And in a sign of continuing tensions among Iraqi factions, the spokesman for the Sunni clerical Association of Muslim Scholars said his organization may reconsider its participation in a national reconciliation process because of continued killings of Sunnis by Shiite extremists.
"What is happening today means crushing and killing this initiative," Abdul-Salam al-Kubaisi said.
Aides to the top cleric of Iraq's Shiite majority said Saturday that Grand Ayatollah Ali al-Sistani is signaling to his followers that they should vote for the Shiite alliance in the upcoming election.
Al-Sistani stopped receiving Shiite politicians and candidates weeks ago in a sign of displeasure over the Shiite-led government's performance. However, aides said the cleric is now telling people to vote for the Shiite alliance to "preserve Iraq's unity" and "protect Iraqis."
Also Saturday, a leading member of the British anti-war movement, Anas Altikriti, arrived in Iraq to try to win the release of the four Christian peace activists taken hostages last week.
Altikriti told the British Broadcasting Corp., that he would meet with various Iraqi organizations in hopes one of them might have contacts with the kidnappers.
The co-workers of the activists _ two Canadians, an American and a Briton _ appealed to militants Saturday to release them.
"They are really working for peace and justice. They are helping you and other Iraqi people," Peggy Gish of the Chicago-based organization Christian Peacemaker Teams told The Associated Press in Amman, Jordan.
The kidnappers have threatened to kill the hostages if Iraqi prisoners are not released from American and Iraqi jails by Dec. 8, the Arabic satellite Al-Jazeera television reported.

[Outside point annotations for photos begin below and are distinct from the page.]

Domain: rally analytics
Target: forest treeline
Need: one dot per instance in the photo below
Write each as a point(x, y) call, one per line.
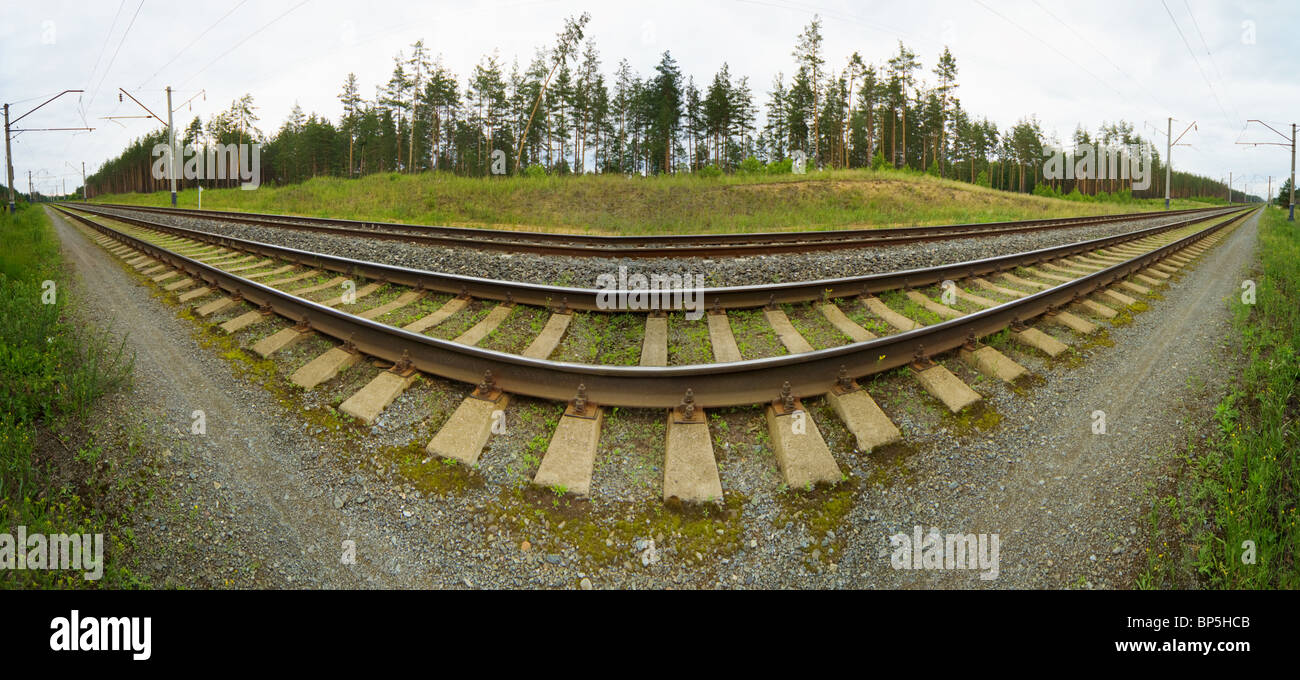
point(563, 113)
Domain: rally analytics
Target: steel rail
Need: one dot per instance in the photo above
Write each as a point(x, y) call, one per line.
point(714, 385)
point(596, 299)
point(645, 246)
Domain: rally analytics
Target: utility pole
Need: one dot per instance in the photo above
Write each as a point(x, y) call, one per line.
point(8, 157)
point(1290, 142)
point(1169, 154)
point(1169, 151)
point(170, 130)
point(8, 152)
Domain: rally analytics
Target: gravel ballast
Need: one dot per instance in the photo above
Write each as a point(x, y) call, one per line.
point(1066, 503)
point(583, 272)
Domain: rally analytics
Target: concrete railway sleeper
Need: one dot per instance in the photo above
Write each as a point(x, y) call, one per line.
point(1070, 295)
point(648, 246)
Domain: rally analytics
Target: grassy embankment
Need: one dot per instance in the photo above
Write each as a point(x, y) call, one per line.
point(616, 204)
point(52, 477)
point(1243, 483)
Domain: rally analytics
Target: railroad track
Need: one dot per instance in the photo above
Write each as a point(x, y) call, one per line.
point(644, 246)
point(828, 336)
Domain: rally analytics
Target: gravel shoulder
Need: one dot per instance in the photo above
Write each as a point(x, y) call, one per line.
point(265, 498)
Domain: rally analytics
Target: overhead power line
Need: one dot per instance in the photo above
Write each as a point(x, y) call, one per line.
point(1191, 53)
point(115, 53)
point(241, 3)
point(243, 40)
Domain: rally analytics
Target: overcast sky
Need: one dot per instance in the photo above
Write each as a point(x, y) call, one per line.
point(1065, 63)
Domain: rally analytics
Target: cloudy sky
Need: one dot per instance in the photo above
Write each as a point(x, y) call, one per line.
point(1217, 64)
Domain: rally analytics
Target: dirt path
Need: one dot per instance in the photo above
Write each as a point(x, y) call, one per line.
point(259, 499)
point(242, 506)
point(1066, 502)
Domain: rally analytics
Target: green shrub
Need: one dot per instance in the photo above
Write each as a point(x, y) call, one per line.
point(780, 167)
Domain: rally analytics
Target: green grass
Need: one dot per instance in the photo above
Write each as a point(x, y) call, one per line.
point(618, 204)
point(51, 373)
point(1243, 484)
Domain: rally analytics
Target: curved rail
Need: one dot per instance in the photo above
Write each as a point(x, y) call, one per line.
point(644, 246)
point(714, 385)
point(594, 299)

The German government said it was working to secure the release of an aid worker and her driver kidnapped in Iraq on Nov. 25. In a video made public on Tuesday, kidnappers threatened to kill Susanne Osthoff, 43, unless Germany stops dealing with the Iraqi government.
Foreign Minister Frank-Walter Steinmeier said in Berlin that the government had been unable to establish contact with the kidnappers.
Germany opposed the U.S.-led invasion of Iraq and did not send troops but has been training Iraqi soldiers and police outside this country.
Chancellor Angela Merkel has said Germany will not be "blackmailed" in the case.